厚生労働省は、母乳だけで子育てをする母親の割合が、生後1ケ月と3ケ月の時点で、ともに5割を超え、10年前に比べて10%程度増加した、と発表しました。1985年の調査開始以来、最も高い数字となっています。

調査は、昨年の9月に、全国1106地区内6歳未満の子供のいる2,992世帯、及びその子供3,871人を対象に実施されました。厚労省は、乳幼児の栄養方法及び食事の状況などの実態を把握し、授乳・離乳の支援、乳幼児の食生活改善のための基礎資料を得ることを目的に、1985年から10年に1度、調査を実施しています。

併用含めて 9割が母乳育児

授乳期の栄養方法の調査では、母乳のみの育児の割合は、生後1ケ月では、51,3%、生後3ケ月では54.7%と、ともに調査を開始して以来、初めて5割を超えました。10年前の調査に比べて、それぞれ9.1%、16.7%と大きな伸びを示しています。

粉ミルクなどを併用する混合栄養を加えた割合では、生後1ケ月で96.5%、生後3ケ月で89.8%と、約9割の母親が、母乳育児を実施している結果となっています。

母親の意識には大きな変化なし?

一方で、妊娠中に「ぜひ母乳で育てたいと思った」と回答した母親の割合は43.0%、「母乳が出れば母乳で育てたいと思った」と回答した母親は50.4%と、全体の9割を超えていますが、10年前に比べると、それぞれ、0.1%、2.5%と、ほんの少し減少しています。

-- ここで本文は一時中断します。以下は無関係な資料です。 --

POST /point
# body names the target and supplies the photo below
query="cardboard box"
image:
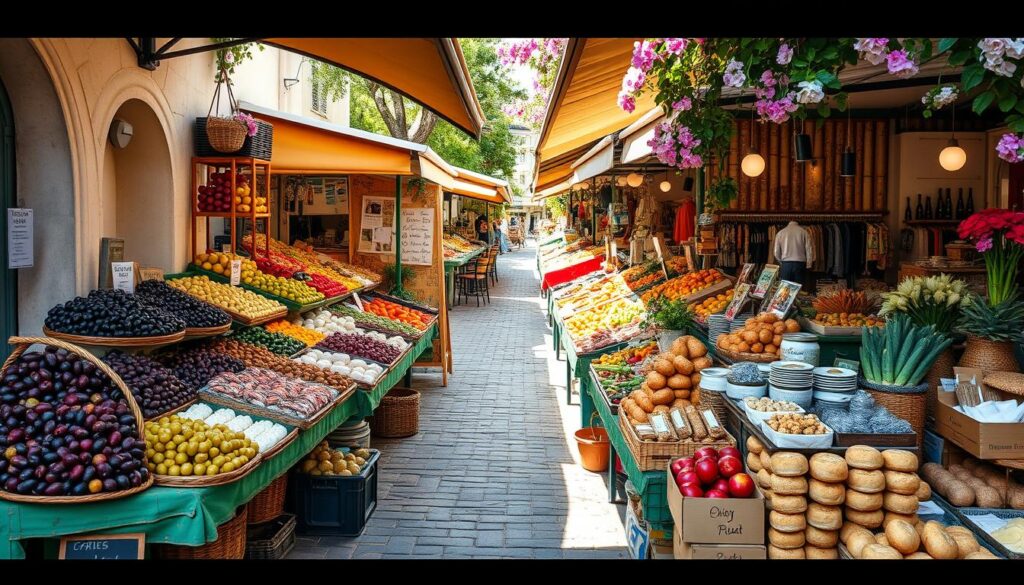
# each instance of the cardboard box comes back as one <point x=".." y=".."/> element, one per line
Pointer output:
<point x="683" y="550"/>
<point x="712" y="520"/>
<point x="983" y="440"/>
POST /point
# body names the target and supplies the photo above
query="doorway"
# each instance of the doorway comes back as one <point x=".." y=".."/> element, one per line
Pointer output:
<point x="8" y="278"/>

医療機関等での母乳育児に関する指導状況についての調査では、妊娠中に指導を受けた母親が59.3%と、10年前に比べ4%減少していることに対し、出産後では73.9%と10年前より6%増加しています。

厚労省では、9年前に母乳による子育てを推奨するガイドラインを出していて、それが医療機関等による指導に浸透した結果だと分析しています。

厚労省は、離乳食に関する状況、子供の食事に関する状況についても、調査を実施しており、離乳食の時期や、間食についての調査結果を、同時に発表しています。